Probing the stereospecificity of tyrosyl- and glutaminyl-tRNA synthetase with molecular dynamics

The stereospecificity of aminoacyl-tRNA synthetases helps exclude D-amino acids from protein synthesis and could perhaps be engineered to allow controlled D-amino acylation of tRNA. We use molecular dynamics simulations to probe the stereospecificity of the class I tyrosyl- and glutaminyl-tRNA synthetases (TyrRS, GlnRS), including wildtype enzymes and three point mutants suggested by three different protein design methods. L/D binding free energy differences are obtained by alchemically and reversibly transforming the ligand from L to D in simulations of the protein–ligand complex. The D81Q mutation in Escherichia coli TyrRS is homologous to the D81R mutant shown earlier to have inverted stereospecificity. D81Q is predicted to lead to a rotated ligand backbone and an increased, not a decreased L-Tyr preference.
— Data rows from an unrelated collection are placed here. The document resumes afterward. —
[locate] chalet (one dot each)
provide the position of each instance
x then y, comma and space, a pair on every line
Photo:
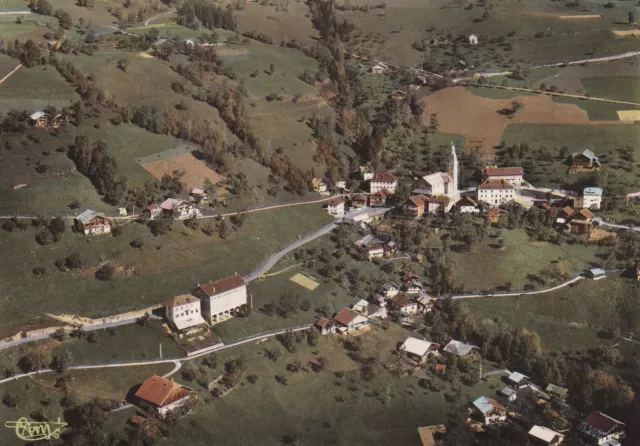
513, 175
545, 436
600, 429
460, 348
183, 312
496, 192
556, 391
509, 393
160, 395
384, 181
596, 273
591, 198
359, 201
336, 207
319, 185
438, 205
325, 326
198, 195
518, 379
179, 209
152, 211
348, 321
494, 215
390, 289
467, 205
418, 350
415, 205
90, 222
426, 303
379, 199
380, 68
403, 304
398, 95
586, 160
223, 299
490, 410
The E36Q mutation in Methanococcus jannaschii TyrRS has a predicted L/D binding free energy difference ΔΔG of just 0.5 ± 0.9 kcal/mol, compared to 3.1 ± 0.8 kcal/mol for the wildtype enzyme (favoring L-Tyr). The ligand ammonium position is preserved in the D-Tyr complex, while the carboxylate is shifted. Wildtype GlnRS has a similar preference for L-glutaminyl adenylate; the R260Q mutant has an increased preference, even though Arg260 makes a large contribution to the wildtype ΔΔG value.